# New To O Scale



## trashman (Aug 6, 2011)

I just came into some O scale stuff and I was wondering what would be the recomended size layout. Is 4x8 to small?I have all fast trax with one switch, any ideas?


----------



## Big Ed (Jun 16, 2009)

trashman said:


> I just came into some O scale stuff and I was wondering what would be the recomended size layout. Is 4x8 to small?I have all fast trax with one switch, any ideas?

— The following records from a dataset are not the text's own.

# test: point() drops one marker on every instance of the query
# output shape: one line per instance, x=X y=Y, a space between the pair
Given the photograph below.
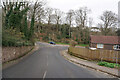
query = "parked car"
x=52 y=42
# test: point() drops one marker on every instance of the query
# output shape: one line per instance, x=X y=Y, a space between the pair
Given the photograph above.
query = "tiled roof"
x=105 y=39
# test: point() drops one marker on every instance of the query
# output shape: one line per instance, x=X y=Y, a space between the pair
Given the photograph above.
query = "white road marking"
x=44 y=75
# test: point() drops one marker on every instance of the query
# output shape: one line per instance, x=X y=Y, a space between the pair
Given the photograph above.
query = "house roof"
x=105 y=39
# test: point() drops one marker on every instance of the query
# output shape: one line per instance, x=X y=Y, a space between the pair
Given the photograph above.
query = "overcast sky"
x=97 y=6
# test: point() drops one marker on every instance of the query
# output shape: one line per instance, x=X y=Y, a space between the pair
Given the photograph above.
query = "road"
x=47 y=62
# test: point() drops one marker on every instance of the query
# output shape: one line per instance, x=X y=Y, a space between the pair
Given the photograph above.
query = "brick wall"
x=10 y=53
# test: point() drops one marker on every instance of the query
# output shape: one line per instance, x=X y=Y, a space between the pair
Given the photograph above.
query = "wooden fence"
x=103 y=55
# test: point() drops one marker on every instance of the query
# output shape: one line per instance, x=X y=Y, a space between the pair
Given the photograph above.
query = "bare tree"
x=109 y=19
x=70 y=18
x=81 y=16
x=49 y=15
x=58 y=17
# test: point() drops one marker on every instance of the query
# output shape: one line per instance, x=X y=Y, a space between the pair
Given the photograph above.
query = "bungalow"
x=105 y=42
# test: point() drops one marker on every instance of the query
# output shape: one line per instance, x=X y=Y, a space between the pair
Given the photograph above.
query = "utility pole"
x=119 y=14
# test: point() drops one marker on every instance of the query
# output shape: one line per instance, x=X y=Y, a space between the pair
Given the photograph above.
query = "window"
x=116 y=47
x=100 y=46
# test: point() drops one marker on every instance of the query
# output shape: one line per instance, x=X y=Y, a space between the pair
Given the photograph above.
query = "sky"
x=97 y=6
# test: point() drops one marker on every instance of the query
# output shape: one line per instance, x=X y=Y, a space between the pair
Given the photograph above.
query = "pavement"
x=47 y=62
x=90 y=64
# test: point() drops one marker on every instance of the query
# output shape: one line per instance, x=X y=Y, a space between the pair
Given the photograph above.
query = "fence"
x=103 y=55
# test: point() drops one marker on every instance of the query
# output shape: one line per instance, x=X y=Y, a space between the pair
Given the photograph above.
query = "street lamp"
x=119 y=14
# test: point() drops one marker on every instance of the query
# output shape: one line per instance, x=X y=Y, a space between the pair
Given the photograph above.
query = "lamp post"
x=119 y=14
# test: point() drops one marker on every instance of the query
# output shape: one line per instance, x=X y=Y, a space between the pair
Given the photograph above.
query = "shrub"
x=110 y=65
x=11 y=37
x=73 y=43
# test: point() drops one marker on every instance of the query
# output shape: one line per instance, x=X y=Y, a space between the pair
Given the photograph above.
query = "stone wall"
x=11 y=53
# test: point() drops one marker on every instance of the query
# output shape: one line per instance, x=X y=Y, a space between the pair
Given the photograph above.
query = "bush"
x=110 y=65
x=11 y=37
x=73 y=43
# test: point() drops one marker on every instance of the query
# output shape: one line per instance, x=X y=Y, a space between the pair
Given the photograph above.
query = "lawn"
x=62 y=43
x=84 y=45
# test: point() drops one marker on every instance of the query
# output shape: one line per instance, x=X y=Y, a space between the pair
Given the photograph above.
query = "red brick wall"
x=10 y=53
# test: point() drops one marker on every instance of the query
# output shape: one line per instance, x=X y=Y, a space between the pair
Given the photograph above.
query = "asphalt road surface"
x=47 y=62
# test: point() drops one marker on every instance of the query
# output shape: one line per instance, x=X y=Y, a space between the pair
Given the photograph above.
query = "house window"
x=100 y=46
x=116 y=47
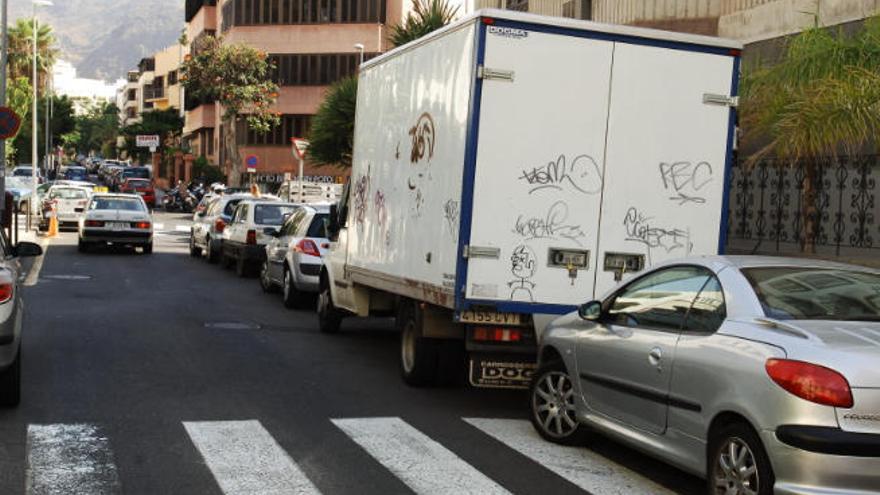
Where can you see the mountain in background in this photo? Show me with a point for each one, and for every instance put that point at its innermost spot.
(106, 38)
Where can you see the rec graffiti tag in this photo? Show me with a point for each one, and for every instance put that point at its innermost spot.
(552, 225)
(685, 180)
(581, 174)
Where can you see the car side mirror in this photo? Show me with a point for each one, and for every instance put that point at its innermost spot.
(590, 311)
(26, 249)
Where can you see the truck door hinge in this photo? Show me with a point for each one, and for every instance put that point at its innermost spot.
(724, 100)
(482, 252)
(486, 74)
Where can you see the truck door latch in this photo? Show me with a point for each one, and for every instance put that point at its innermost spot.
(486, 74)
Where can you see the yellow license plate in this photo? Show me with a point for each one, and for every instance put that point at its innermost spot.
(491, 317)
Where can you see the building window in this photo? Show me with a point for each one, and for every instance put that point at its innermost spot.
(253, 12)
(290, 126)
(314, 69)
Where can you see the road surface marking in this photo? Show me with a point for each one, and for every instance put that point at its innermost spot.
(245, 459)
(69, 458)
(423, 464)
(578, 465)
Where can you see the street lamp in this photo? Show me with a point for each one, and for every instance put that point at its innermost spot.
(34, 158)
(360, 47)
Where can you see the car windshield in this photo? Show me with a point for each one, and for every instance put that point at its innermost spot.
(802, 293)
(67, 193)
(318, 227)
(116, 204)
(271, 214)
(136, 172)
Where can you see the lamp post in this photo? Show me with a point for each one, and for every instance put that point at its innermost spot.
(360, 47)
(34, 152)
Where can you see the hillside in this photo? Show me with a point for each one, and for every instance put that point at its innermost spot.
(106, 38)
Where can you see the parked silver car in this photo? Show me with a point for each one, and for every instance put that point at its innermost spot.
(759, 374)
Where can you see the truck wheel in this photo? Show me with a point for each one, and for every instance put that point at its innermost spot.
(329, 316)
(419, 356)
(10, 383)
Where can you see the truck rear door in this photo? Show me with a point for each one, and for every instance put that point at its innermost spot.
(538, 178)
(666, 157)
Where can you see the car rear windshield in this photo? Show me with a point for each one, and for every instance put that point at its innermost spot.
(318, 227)
(142, 173)
(271, 214)
(116, 204)
(802, 293)
(67, 193)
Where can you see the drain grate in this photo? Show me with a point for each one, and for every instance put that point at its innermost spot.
(233, 325)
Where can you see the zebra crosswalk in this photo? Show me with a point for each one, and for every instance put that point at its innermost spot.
(244, 458)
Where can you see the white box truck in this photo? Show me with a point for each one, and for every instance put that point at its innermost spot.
(510, 167)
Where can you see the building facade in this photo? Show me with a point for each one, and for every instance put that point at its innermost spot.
(312, 44)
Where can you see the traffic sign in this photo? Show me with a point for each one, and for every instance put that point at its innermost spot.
(9, 122)
(251, 162)
(147, 140)
(300, 146)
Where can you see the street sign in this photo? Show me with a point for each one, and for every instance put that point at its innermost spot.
(9, 122)
(300, 146)
(251, 162)
(147, 140)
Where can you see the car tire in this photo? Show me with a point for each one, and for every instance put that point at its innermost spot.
(329, 316)
(194, 251)
(419, 355)
(10, 383)
(750, 470)
(552, 409)
(266, 280)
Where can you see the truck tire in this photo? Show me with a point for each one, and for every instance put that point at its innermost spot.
(419, 355)
(10, 383)
(329, 316)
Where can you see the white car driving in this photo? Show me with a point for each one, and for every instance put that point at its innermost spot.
(119, 219)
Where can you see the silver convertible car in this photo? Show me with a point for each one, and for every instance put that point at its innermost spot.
(761, 375)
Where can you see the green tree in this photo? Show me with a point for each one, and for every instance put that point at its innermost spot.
(239, 78)
(821, 99)
(331, 135)
(426, 16)
(21, 50)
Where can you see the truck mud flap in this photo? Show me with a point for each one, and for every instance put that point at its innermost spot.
(500, 371)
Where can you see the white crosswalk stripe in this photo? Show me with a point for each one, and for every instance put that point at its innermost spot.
(245, 459)
(578, 465)
(69, 458)
(423, 464)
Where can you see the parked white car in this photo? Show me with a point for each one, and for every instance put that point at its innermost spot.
(295, 256)
(254, 223)
(119, 219)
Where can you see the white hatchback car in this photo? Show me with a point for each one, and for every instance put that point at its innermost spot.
(120, 219)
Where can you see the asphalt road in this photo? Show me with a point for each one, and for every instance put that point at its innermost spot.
(163, 374)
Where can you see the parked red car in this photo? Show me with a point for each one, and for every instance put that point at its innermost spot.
(143, 187)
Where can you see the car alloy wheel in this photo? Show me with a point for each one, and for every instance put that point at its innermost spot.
(553, 404)
(736, 471)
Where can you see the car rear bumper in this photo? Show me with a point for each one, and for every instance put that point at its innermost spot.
(823, 461)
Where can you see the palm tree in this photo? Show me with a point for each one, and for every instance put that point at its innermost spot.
(427, 16)
(21, 50)
(821, 99)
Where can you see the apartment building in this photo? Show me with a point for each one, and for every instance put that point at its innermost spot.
(312, 43)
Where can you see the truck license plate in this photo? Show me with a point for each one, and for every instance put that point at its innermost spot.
(494, 371)
(470, 316)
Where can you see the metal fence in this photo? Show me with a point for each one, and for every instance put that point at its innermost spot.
(766, 204)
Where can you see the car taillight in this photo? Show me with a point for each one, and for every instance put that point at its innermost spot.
(7, 286)
(307, 246)
(811, 382)
(497, 334)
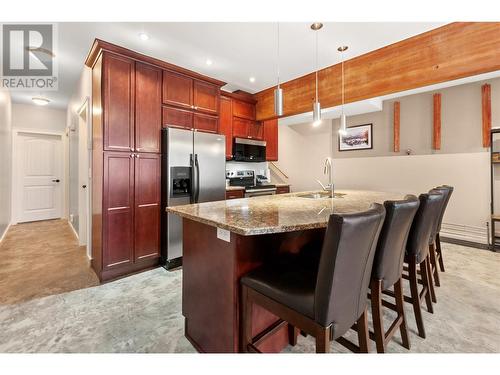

If you have the room go for the biggest you can afford for an O layout.
A 4x8 would work, an L added on one end would be better.


----------



## sjm9911 (Dec 20, 2012)

Trashman, I agree with Ed, build as big as you can and leave room for expansion. I just started with this train stuff in October last year. I built a conventional layout 2 prices of plywood and was very happy. Until I caught the train syndrome. I bought more and more stuff. I told myself I would never buy the newerccomputerized stuff. Well I just did and now have to re arrange everything. Just think it out. Build as big as you want for now but leave room ( and maybe a semi unfinished side) just in case. Good luck and if your having problems, these guys will help, me too if I can!


----------



## Kwikster (Feb 22, 2012)

4x8 is a good starter size. Big enough to have decent sized runs, yet small enough to be easily worked on and around. Also when you start adding more track, you'll need a larger transformer. Much beyond 4x8 and less than 90 watts won't be enough especially when adding switches and accessories. I'd consider getting something along the lines of a ZW or a Z4000 for more power when you go larger.

Carl


----------



## tjcruiser (Jan 10, 2010)

Take a look at some of the layouts on the Thor site for ideas ...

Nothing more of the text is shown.